At Blockbuster it costs about $5 – maybe $7 – to rent a game for seven days. Their pricing model makes a little more sense because a motivated player can finish many games in seven days, saving themselves the cost of the game. Five dollars for five hours is dicier. I assume the clock is only ticking when you’re actually playing the game (if you get a flat five hours that starts the minute you boot it up this scheme is doomed), and being able to spend five hours evaluating a “maybe” seems pretty sweet.

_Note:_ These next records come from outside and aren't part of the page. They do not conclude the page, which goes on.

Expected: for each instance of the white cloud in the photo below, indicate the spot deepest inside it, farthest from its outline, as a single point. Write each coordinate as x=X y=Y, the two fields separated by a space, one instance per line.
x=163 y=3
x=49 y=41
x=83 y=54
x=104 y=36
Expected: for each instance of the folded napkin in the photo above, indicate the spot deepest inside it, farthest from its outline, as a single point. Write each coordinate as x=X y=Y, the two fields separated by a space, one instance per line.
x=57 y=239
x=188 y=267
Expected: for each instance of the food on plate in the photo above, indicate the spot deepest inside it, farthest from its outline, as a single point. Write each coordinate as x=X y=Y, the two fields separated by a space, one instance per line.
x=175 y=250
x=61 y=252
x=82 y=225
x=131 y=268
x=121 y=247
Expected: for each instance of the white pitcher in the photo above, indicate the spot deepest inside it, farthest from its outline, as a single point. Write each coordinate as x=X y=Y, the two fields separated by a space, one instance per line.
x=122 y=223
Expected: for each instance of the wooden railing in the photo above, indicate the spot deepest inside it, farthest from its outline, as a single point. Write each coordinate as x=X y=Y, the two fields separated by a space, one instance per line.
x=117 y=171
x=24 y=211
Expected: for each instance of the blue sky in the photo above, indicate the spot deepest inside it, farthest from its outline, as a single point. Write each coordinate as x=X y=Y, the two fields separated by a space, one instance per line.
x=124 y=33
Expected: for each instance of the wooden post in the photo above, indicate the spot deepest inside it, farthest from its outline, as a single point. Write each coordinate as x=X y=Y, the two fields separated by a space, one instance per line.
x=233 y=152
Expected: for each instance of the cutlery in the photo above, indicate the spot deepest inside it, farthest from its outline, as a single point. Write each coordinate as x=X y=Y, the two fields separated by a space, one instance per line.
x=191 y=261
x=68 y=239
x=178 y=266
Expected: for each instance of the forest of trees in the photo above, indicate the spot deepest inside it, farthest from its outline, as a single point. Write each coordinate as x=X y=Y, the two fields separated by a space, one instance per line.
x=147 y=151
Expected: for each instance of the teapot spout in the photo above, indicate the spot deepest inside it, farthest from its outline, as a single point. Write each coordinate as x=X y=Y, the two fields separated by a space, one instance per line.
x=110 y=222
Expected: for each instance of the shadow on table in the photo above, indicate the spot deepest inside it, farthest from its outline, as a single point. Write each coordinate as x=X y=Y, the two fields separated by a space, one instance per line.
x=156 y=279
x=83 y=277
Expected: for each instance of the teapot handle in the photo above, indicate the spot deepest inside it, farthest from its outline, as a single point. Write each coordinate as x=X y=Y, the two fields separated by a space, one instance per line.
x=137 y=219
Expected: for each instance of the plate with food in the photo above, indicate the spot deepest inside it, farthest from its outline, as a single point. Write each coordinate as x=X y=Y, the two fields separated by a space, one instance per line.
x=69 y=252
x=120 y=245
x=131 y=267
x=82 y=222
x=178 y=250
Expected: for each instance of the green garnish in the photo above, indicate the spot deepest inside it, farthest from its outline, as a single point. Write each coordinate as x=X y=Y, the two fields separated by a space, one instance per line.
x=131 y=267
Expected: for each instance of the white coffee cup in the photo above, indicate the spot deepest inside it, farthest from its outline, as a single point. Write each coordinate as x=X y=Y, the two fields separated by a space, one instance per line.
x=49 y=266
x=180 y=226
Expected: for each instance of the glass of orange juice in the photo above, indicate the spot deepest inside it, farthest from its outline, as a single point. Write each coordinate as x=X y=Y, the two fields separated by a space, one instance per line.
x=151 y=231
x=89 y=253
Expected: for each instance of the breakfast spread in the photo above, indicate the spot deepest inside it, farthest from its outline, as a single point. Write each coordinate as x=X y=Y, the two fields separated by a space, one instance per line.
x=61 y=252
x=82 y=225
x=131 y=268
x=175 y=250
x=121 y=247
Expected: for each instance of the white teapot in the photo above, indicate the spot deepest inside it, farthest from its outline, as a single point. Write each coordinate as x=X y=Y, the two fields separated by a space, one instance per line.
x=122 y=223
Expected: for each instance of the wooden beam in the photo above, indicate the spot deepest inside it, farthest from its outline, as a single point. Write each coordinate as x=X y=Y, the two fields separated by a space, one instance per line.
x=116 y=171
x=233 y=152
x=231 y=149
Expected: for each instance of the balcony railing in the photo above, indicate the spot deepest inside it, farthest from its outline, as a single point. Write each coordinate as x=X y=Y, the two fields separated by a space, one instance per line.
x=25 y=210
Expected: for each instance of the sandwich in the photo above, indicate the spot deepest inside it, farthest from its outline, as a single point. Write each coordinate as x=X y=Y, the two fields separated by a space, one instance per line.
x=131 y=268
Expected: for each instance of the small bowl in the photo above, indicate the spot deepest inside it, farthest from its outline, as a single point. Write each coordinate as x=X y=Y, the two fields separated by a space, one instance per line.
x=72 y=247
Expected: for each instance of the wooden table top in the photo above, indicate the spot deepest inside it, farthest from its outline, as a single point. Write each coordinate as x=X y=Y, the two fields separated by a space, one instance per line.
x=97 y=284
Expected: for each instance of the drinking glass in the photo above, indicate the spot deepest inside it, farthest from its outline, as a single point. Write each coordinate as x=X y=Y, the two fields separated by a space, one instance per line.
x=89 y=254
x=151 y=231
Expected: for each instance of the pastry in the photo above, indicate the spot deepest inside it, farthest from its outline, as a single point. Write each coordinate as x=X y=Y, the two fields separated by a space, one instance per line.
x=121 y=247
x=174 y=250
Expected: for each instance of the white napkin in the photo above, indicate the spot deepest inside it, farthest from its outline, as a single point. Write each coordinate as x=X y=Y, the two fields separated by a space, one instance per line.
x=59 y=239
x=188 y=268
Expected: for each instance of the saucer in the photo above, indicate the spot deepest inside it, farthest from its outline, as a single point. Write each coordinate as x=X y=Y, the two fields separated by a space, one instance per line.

Questions, though: if you elect to buy a game you just rented, can you simply unlock it with a keystroke? Do your saves carry over? Or do you have to start again? And how secure is this system? Hackers have demonstrated time and again that nothing is secure, so it seems to me that the only way to ensure that rentals aren’t cracked is some sort of hideous DRM maneuver that inserts a pineapple-sized camera directly into the rectum of the renter. That won’t fly either.
All that said, it seems a logical future. EA and others have already announced plans to charge for “extended demos,” which offer like four or five hours of play and cost as much as ten bucks. And if Direct2Drive’s plan works, you can be sure that Steam and Impulse will soon follow. On one hand I like the idea a lot, especially since plenty of games I want to try never get demos. On the other hand, it’s… it’s weird.